Mr Hasson has had to defend his office’s budget, which he says has declined in real terms, at a time when Israel is imposing fiscal austerity. He also has to demonstrate that the OCS is continually addressing market failure – areas of broad economic benefit that private investors do not serve – rather than cherry-picking opportunities venture capital companies might well have taken on by themselves.
“The first question I asked when I came here was, ‘What per cent of our projects are being fully repaid?’” Mr Hasson says. “If they had said 70 per cent it would have been high, and meant we were not taking enough risk – and crowding out private sector money.”
In fact, he says, his office has invested in many worthwhile projects where it was not repaid but which benefited Israel Inc. True, the OCS made good business on Waze: it lent about $1m to the company, and got about $3m back; the Israeli tax authority also reclaimed about $230m on the sale to Google in taxes paid to transfer the company’s intellectual property overseas. Other businesses funded by the OCS have gone on to be bought by companies such as Microsoft, Cisco or Facebook, suggesting the market might have best been left to itself.
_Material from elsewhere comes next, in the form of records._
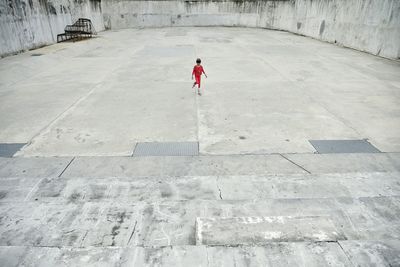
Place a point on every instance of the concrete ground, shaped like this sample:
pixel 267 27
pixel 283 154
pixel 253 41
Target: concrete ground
pixel 258 194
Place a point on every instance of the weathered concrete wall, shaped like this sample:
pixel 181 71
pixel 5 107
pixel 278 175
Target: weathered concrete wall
pixel 367 25
pixel 27 24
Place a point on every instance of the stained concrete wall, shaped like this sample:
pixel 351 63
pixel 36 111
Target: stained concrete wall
pixel 367 25
pixel 27 24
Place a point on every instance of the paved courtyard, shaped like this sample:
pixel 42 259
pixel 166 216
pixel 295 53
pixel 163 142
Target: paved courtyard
pixel 256 192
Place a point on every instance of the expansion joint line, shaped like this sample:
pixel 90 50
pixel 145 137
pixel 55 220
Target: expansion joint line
pixel 219 189
pixel 66 167
pixel 133 231
pixel 345 253
pixel 291 161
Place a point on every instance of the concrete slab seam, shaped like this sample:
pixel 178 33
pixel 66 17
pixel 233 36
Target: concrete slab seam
pixel 301 167
pixel 66 167
pixel 345 253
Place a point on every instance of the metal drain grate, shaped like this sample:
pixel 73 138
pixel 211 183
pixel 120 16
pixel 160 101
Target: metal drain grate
pixel 167 149
pixel 8 150
pixel 343 146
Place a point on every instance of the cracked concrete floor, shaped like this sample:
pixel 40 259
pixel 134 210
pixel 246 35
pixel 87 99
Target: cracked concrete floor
pixel 257 195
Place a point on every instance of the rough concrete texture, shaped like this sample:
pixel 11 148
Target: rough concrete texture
pixel 28 24
pixel 74 195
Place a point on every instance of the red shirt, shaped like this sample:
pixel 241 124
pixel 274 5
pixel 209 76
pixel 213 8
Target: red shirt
pixel 197 70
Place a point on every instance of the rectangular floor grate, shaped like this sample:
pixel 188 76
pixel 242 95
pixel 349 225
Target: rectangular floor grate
pixel 8 150
pixel 167 149
pixel 343 146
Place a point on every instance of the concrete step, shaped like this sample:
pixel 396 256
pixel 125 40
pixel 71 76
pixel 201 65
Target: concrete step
pixel 234 231
pixel 95 167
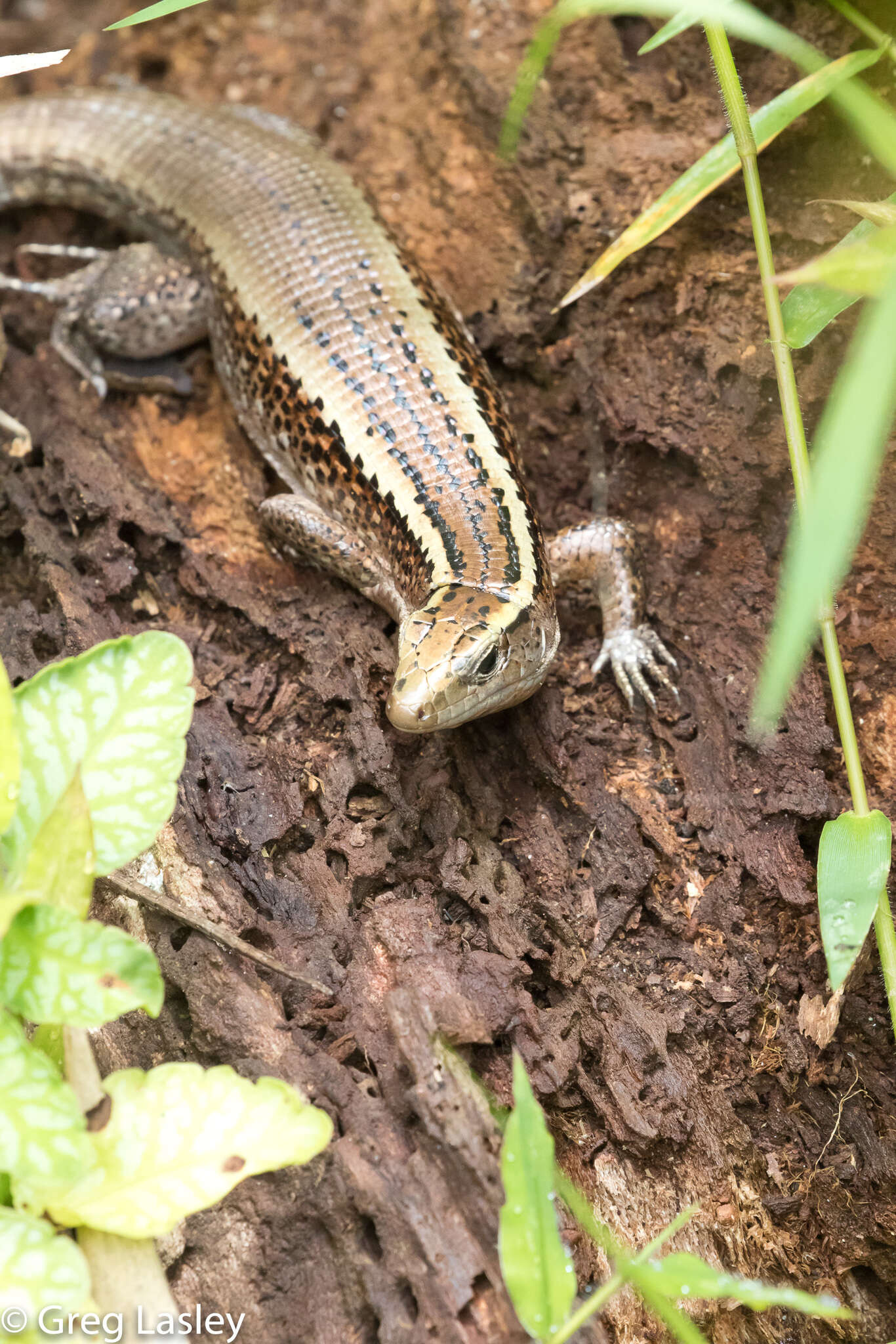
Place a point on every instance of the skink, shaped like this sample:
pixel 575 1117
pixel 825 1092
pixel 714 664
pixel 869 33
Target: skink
pixel 347 369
However, Mr Hasson also points out that his office funded Modu, a mobile phone company founded by the creator of the first flash drive. It failed, but more than 30 new start-ups emerged in its wake. “Is this a bigger failure, or more of a success than Waze?” he asks. The OCS also recently gave one of its grants to develop Israel’s first human tissue bank – an investment likely to benefit the growing biotechnology sector, which no company would be likely to undertake itself.
State intervention in the Israeli economy has a history that stretches back to the early days of Zionism. The OCS was established in the late 1960s, an era long before “Start-up Nation”, when Israel’s best-known export was Jaffa oranges. Planners were determined to build a knowledge economy; the OCS has enjoyed official support through numerous changes of government since.
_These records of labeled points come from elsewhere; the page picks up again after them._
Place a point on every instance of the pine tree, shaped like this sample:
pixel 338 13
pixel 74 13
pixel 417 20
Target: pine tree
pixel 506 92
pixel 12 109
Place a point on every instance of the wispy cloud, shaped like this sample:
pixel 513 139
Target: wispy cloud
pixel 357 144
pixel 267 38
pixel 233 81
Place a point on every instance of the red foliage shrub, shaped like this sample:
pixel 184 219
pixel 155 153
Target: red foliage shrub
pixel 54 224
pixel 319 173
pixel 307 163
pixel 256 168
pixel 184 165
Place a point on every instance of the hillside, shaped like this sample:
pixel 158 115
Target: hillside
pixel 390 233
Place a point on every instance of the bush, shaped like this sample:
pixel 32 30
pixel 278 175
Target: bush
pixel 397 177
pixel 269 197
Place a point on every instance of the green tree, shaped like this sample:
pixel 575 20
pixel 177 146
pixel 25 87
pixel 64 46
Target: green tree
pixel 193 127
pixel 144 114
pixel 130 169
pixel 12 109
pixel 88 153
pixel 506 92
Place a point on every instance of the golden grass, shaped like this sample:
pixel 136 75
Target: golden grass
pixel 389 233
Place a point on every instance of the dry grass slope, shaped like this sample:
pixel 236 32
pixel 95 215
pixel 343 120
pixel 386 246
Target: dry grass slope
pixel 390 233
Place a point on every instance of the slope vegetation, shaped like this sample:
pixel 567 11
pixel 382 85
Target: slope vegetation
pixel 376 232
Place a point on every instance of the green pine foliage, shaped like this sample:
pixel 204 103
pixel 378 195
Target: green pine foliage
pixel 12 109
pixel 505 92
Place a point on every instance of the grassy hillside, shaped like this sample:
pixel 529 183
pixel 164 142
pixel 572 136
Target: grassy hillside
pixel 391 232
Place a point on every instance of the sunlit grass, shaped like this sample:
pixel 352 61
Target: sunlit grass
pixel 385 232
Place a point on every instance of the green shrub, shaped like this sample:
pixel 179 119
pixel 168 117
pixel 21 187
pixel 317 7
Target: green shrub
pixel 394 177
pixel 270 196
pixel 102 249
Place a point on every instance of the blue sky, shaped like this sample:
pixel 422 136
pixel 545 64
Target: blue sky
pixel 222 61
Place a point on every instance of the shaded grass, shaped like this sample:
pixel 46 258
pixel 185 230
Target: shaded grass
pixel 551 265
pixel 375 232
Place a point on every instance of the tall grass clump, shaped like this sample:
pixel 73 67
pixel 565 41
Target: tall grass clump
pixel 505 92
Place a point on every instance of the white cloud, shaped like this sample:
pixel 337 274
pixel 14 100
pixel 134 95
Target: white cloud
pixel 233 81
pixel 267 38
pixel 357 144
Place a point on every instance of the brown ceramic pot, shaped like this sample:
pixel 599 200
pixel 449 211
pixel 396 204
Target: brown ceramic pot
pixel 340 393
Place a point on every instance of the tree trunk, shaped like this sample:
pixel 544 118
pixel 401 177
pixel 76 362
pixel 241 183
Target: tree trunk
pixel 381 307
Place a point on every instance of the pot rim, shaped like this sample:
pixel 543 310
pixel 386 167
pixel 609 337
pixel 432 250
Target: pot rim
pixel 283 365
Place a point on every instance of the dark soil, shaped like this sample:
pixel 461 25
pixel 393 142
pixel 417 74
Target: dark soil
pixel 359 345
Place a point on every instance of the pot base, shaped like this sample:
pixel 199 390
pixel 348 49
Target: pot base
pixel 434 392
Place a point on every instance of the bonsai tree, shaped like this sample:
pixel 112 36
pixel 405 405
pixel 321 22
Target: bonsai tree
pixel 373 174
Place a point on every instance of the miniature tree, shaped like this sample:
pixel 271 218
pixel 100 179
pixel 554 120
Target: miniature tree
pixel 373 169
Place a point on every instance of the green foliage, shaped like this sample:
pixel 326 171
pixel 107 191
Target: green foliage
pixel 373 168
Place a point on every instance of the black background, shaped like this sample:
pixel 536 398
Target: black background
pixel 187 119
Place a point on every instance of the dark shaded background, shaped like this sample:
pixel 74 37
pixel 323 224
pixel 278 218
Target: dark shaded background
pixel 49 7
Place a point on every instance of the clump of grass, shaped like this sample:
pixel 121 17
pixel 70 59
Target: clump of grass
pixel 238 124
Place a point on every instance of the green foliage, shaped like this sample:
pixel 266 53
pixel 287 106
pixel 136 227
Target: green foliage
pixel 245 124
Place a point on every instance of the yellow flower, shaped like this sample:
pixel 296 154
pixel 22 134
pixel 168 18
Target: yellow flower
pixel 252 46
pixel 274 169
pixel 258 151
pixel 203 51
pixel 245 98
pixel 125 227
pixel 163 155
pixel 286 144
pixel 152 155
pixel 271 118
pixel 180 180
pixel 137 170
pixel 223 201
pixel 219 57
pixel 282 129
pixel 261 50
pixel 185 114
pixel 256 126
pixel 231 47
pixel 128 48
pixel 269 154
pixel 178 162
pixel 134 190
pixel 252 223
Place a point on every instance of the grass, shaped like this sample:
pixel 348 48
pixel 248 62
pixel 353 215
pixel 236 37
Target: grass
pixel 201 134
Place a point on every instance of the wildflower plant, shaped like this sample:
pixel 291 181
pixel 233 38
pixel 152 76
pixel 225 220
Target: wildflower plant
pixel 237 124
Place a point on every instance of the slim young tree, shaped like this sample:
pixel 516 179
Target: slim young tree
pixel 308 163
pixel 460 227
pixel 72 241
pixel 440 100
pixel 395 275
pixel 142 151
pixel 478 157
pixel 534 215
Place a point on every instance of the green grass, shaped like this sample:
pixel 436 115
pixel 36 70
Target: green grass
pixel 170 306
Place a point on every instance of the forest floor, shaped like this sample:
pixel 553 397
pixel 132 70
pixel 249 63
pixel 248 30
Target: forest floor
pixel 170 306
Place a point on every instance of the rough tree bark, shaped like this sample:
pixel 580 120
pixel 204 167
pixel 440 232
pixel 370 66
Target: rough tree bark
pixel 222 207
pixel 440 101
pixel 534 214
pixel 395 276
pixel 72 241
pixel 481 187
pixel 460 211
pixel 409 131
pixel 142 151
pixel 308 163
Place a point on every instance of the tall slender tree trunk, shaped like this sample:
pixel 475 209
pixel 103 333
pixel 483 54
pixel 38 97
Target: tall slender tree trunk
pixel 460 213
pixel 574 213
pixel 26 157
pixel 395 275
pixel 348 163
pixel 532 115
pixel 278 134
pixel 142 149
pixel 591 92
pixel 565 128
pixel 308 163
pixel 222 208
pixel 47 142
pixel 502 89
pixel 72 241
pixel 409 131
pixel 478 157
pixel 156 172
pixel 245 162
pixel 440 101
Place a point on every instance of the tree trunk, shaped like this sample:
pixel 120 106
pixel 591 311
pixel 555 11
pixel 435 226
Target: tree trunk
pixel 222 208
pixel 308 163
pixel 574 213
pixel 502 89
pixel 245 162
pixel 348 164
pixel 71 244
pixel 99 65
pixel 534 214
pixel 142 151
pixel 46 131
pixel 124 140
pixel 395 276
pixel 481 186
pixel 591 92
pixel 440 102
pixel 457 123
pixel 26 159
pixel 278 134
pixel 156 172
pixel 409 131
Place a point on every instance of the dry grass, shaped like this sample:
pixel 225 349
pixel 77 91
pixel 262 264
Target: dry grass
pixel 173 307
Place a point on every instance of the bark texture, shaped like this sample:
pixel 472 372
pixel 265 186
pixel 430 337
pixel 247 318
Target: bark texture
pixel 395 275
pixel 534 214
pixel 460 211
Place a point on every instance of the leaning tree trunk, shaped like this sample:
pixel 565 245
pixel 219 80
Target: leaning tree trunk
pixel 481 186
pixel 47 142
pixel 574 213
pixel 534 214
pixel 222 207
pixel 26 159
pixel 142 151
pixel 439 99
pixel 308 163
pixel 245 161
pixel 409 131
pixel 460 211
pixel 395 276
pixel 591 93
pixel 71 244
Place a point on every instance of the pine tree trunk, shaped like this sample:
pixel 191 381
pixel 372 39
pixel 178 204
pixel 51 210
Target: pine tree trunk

In the 1990s, the OCS helped to bring Israel’s homegrown venture capital industry into being through Yozma (Hebrew for “initiative”), a programme under which the government co-invested to create new funds. Mr Singer says Yozma “played a huge role in jump-starting ‘Start-up Nation’,” though he notes that most credit for Israel’s innovation economy should go to “bottom-up” work by the private sector itself.
Mr Hasson points to research by the Hebrew University of Jerusalem, which found in a recent study on research and development in Israel that every 1m shekels lent by the government generated further R&D of two to three times the amount of the grant given.
“I am not good at building companies, I am not good at mentoring companies, but I am very good at taking risk,” he says. “We come in, we fill a [market] failure, and – if possible – we move out.”